Friday, May 29, 2009

If you're happy and you know it, please leave.

If you are one of those rare and utterly bourgeois creatures who are truly satisfied with what they're doing, seek the written word elsewhere. This is not for you. Yes, this means the lucky and elite few who manage to combine making a living with doing what makes them happy. The whole miserable proletariat lot of us have the cold comfort of security in return for forsaking our true desires.

Don't you just hate it when real life gets in the way of your dreams? If truth be told, most of us would really be doing something else were we were to 'follow our hearts'.
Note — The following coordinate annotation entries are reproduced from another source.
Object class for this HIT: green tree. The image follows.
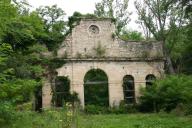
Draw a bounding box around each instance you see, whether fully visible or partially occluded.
[135,0,185,74]
[119,30,144,41]
[94,0,131,35]
[37,5,67,51]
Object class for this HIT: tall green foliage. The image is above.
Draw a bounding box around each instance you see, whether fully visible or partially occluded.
[140,75,192,112]
[94,0,131,35]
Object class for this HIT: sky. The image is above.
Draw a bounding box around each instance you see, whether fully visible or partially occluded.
[27,0,142,32]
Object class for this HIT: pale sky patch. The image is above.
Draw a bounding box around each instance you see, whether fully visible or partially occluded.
[27,0,142,32]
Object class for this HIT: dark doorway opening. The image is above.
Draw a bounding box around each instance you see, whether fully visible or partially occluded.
[54,76,70,107]
[35,86,42,112]
[84,69,109,107]
[145,74,156,88]
[123,75,135,104]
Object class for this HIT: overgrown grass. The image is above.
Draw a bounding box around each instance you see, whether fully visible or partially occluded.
[0,111,192,128]
[79,114,192,128]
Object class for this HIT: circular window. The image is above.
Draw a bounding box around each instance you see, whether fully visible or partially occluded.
[89,25,99,34]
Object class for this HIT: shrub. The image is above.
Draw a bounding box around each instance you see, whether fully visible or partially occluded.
[140,75,192,112]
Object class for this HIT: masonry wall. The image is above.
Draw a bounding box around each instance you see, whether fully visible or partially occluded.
[43,19,164,107]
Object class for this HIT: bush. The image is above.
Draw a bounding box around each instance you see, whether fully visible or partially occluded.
[84,105,109,114]
[0,102,15,124]
[140,75,192,112]
[84,101,138,114]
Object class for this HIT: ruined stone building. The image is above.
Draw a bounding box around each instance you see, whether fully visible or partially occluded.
[42,19,164,108]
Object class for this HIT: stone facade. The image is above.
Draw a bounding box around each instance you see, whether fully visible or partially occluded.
[43,19,164,108]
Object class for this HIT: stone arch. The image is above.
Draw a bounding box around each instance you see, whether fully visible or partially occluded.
[123,75,135,104]
[84,69,109,106]
[145,74,156,88]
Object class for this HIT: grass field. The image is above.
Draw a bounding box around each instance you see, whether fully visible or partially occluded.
[0,111,192,128]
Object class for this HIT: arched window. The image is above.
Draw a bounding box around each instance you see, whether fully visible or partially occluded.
[145,74,156,88]
[123,75,135,104]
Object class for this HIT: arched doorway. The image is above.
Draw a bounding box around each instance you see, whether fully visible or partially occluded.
[123,75,135,104]
[53,76,70,107]
[145,74,156,88]
[84,69,109,106]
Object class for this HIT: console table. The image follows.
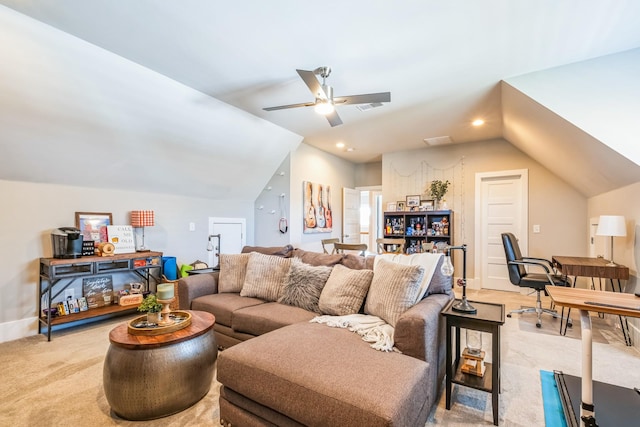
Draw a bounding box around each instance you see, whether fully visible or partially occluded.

A line I once read in Anne of Green Gables comes to mind - "My life is a perfect graveyard of buried hopes." There are millions of people out there today, stuck with choices that they didn't want, whose hopes and dreams and wishes have been interred six feet under. Which is very sad, when you think about it. It also makes for one enormous graveyard.

(Here also, is where we see the Hand-Me-Down complex, for want of a better term - parents forcing their children to study at boarding schools/learn Carnatic music/become a doctor, saying, It was my dream but I didn't get to do it, so now I'm giving it to you. If there's anything worse than a dead dream, it's a second-hand dream.)

If I were paid to do what made me happy, then I'd be a host on the Travel and Living channel. Or a writer for the Lifestyle section of a newspaper. Or a personal shopper.

I know a friend who works in marketing, but would really rather be a chef. And he'd be good at it, too. Makes the best goddamn mango smoothies in all of creation (adding a few pureed dates is the secret). Another friend wants to spend his life modifying automobiles. His currently works at analysing patents (you read that right, patents). A girl I know would probably give up everything to become a photographer if someone paid her enough money for it. My brother still thinks there's a niche out there for professional gamers (but he's studying mechanical engineering).

We all have those Dreams. Those half-secret, half-guilty moments where the thought of just "giving this all up" and going after what you want comes so close, only to be pushed away again. Becoming a bartender, wedding dress designer, singer, race car driver, hitchhiker. But for whatever reason, gave up those dreams and settled into staid bank careers or HR positions or, horror of horrors, programming jobs.

So you want to travel the world. But there's family at home you can't leave behind. Or people who're not going to let you leave.

Of course you would take your chances and open a restaurant. It's too bad your education came in between. Now all you know how to do is practice the law.

You could probably start that band in your spare time, but your job requires you to work around the clock. And you just want to sleep the few hours you get off.

Your biggest dream is to work and live by yourself in the big, bad city. Darn it, there's a non-negotiable age clause in your horoscope and it's bye-bye freedom, hello mangal-sutra.

Sure, you'd become an artist and do nothing but paint all day long. If only you could make enough money that way to live.

You don't have the funds. You didn't get the education. You don't have the time. Your family got in the way. You're just not good enough at it. No matter the whys and wherefores, real life is all about compromise.
But it's nice to imagine, once in a while. Vicariously living your Dreams through your dreams. Writing about them, watching movies about them, reading books about them - the escapist theory is key. As long as you don't forget that there are bills to pay, fiance(e)s to wed and society to keep placated.

If there have been any happy people (as defined at the beginning) following this note despite my warning, kudos to you. To the people who had the guts, the will, the opportunity to pursue their dreams. Who do what they REALLY want to do.

You make the rest of us sad sloggers envious. I wish I could say you stand as a shining beacon of light and inspiration, but I can't, not truthfully. All I can say is, here's to all those tombstones and unmarked graves in that cemetery. RIP.

Monday, May 25, 2009

The House of Four Women - Auf Wiedersehen

It is with great regret that I announce that the House of 4 Women is now down to 2. My aunt left to Ooty yesterday with my grandmother, leaving my mother and me to a large, quiet house in an even quieter neighbourhood.

Although I would have loved to finish such chapters as I had going on - The Return of Omanamma (she stayed 5 days this time), Skeletons in the Cupboard (why Achamma sleeps with a knife under her pillow and other stories), The Pursuit of Beauty (sundry and often hilarious beauty tips from the women in my family) and The Case of the Missing Purple Handkerchief (involving a purple hanky and the fat neighbour aunty) - while I would have loved to complete these, it is heart-breaking to admit that my inspiration has said au revoir. The kindly muse has left the building. Half the motivation, literally, has bid farewell.

So unless it is of interest to hear how my mother and I stayed up till one in the morning watching "She's the Man" with Amanda Bynes because we were too scared to fall asleep, I must signal an unexpected, and most likely permanent, end to the series.

I leave with a slight hope, the promise of Spring when winter is deep upon us - Achamma may yet return, as may Geetha aunty, and return the state of things to its familiar state of chaos and cacophony you all became familiar with in The House of Four Women. Amen. A-women.